The rest of this page is a vague guide on setting it up. :-)
If you don't need to make your own certificate, then feel free to download this sample certificate which is valid for all domains, then skip to step 4. However, I would recommend making your own for security reasons.


Step 1) Getting the Wii client certificate
As explained in the page, the Wii client certificate is signed by Nintendo, and can therefore be used to sign other certificates.
You could get it from your Wii itself, or you could download "Wii NWC Prod 1" at Larsenv's page.
(Arian Kordi most likely dumped this since his name is in the footer. Thank you Arian!)

Step 2) Converting it to a useable format
As you probably noticed, the file is PKCS12 which is not what you'll want for signing certificates.
openssl pkcs12 -in WII_NWC_1_CERT.p12 -passin pass:alpine -passout pass:alpine -out keys.txt
This will export the public and private keys. (The private key will have the password alpine again.)
These cannot be exported separately from the command line as far as I know.
Copy the public and private keys from the output at keys.txt, then save them as NWC.crt and NWC.key.

Step 3) Signing your certificate
Instructions for this are listed on the GitHub page.
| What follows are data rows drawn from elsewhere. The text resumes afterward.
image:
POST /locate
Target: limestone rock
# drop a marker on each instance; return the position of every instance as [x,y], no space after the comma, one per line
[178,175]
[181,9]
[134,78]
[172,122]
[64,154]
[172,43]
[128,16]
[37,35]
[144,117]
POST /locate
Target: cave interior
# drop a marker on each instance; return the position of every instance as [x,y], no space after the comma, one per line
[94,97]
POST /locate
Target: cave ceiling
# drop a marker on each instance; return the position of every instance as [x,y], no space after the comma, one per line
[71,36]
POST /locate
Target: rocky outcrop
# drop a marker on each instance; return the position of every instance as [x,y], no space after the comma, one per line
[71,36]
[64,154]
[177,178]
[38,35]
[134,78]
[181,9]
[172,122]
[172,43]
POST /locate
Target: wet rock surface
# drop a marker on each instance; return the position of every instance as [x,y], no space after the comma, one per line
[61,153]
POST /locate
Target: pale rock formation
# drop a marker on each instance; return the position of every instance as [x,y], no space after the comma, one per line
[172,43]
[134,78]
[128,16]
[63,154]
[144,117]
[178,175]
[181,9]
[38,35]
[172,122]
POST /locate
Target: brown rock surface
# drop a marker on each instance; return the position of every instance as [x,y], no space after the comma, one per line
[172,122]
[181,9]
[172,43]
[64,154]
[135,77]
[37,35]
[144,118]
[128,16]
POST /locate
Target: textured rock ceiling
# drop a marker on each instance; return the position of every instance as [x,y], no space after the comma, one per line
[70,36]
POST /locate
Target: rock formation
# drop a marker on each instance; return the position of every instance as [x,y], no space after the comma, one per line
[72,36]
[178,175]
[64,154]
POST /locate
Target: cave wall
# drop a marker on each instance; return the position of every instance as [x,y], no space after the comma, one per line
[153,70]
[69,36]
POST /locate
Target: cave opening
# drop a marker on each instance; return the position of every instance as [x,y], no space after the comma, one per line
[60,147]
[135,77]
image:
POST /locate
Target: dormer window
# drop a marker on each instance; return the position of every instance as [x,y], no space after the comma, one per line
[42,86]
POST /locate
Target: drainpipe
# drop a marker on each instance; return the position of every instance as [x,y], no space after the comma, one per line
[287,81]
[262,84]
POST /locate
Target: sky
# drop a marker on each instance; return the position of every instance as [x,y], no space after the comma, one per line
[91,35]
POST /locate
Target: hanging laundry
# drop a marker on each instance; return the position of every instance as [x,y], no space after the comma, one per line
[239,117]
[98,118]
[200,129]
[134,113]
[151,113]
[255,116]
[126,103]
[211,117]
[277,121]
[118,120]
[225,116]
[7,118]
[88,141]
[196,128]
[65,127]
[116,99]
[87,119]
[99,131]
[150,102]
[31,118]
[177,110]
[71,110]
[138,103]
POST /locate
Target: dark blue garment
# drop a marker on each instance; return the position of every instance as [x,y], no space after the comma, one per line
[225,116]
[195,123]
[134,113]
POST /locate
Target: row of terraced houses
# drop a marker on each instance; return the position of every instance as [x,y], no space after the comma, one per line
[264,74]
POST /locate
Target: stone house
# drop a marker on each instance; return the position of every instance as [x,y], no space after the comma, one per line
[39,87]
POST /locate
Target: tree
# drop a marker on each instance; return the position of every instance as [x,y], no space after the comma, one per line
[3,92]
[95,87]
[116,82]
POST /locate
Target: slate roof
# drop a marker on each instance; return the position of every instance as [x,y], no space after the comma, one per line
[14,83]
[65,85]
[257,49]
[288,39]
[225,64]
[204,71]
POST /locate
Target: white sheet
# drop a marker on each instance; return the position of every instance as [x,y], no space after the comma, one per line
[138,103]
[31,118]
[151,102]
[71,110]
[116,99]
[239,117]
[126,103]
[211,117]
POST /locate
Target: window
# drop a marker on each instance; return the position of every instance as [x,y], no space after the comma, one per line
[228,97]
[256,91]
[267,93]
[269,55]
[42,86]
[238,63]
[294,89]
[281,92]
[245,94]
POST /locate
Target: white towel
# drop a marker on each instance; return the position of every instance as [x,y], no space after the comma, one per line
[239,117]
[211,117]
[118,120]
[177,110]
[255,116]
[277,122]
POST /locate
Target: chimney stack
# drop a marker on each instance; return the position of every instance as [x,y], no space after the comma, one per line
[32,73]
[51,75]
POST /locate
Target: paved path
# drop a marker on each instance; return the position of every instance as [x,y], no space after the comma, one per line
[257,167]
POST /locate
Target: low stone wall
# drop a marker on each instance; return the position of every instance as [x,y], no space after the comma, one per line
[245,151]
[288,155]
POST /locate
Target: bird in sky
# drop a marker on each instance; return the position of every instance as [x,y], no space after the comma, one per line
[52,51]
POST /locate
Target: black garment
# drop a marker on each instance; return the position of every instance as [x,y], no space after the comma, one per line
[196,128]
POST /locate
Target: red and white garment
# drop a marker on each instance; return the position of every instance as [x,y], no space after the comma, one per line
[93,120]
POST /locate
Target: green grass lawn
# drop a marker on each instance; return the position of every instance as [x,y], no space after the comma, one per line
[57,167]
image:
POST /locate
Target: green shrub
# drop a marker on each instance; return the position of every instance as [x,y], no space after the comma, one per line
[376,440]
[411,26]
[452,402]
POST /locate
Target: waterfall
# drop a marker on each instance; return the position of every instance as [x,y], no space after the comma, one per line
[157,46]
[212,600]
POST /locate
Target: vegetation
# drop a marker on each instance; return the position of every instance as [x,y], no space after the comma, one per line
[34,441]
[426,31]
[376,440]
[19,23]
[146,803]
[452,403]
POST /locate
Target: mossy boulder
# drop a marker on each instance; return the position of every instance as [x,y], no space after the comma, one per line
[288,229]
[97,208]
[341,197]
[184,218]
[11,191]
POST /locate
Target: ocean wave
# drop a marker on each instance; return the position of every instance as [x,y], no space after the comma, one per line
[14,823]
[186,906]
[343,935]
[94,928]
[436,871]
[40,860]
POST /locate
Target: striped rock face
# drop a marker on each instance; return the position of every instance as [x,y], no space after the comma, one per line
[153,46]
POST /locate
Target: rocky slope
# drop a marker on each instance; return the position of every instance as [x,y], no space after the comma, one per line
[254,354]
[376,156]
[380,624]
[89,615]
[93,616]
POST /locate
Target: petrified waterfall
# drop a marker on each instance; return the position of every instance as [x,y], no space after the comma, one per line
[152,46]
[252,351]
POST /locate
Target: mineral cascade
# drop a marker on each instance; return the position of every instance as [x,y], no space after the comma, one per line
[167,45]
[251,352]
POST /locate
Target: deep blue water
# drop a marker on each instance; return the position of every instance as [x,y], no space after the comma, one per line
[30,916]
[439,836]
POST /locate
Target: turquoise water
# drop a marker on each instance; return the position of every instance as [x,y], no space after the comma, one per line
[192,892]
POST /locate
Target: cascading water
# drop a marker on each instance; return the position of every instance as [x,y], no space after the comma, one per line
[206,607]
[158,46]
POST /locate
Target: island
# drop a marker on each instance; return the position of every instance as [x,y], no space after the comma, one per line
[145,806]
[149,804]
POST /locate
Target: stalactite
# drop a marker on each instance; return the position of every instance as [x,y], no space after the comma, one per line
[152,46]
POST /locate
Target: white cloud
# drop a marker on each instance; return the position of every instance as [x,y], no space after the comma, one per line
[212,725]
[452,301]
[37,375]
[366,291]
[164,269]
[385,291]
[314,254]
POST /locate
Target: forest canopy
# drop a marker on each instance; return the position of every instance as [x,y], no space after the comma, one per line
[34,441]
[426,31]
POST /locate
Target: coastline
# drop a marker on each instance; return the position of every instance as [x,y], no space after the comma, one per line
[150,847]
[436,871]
These are copied for reference.
Make sure it's in the right format, since the DS can only handle SHA1 and MD5 ciphers.
openssl genrsa -out server.key 1024
openssl req -new -key server.key -out server.csr
openssl x509 -req -in server.csr -CA NWC.crt -CAkey NWC.key -CAcreateserial -out server.crt -days 3650 -sha1
cat server.crt NWC.crt > server-chain.crt
If you followed the instructions, you should now have all of your certificates in server-chain.crt.

Step 4) Using your certificates
If you do not know how to install SSL certificates, you would not have made it this far.
Many people get stuck here since the device will keep refusing their connection even with a valid cert.
This is most likely due to your webserver not wanting to work with the DSi's insecure and outdated SSL.
You will want to make sure your server supports SSLv3 and the ECDHE-RSA-AES128-SHA (or MD5) cipher set.
If it doesn't, I recommend reverse-proxying it with NGINX to enable NDS connections with SSL to work.
Add the following to your NGINX configuration to enable compatibility with NDS SSL.

	ssl_protocols SSLv3;
	ssl_ciphers ECDHE-RSA-AES128-SHA;

This final option is not SSL related, but I recommend setting it when reverse-proxying WFC.
Otherwise, NGINX will not pass headers to your server, which the NDS most likely makes use of.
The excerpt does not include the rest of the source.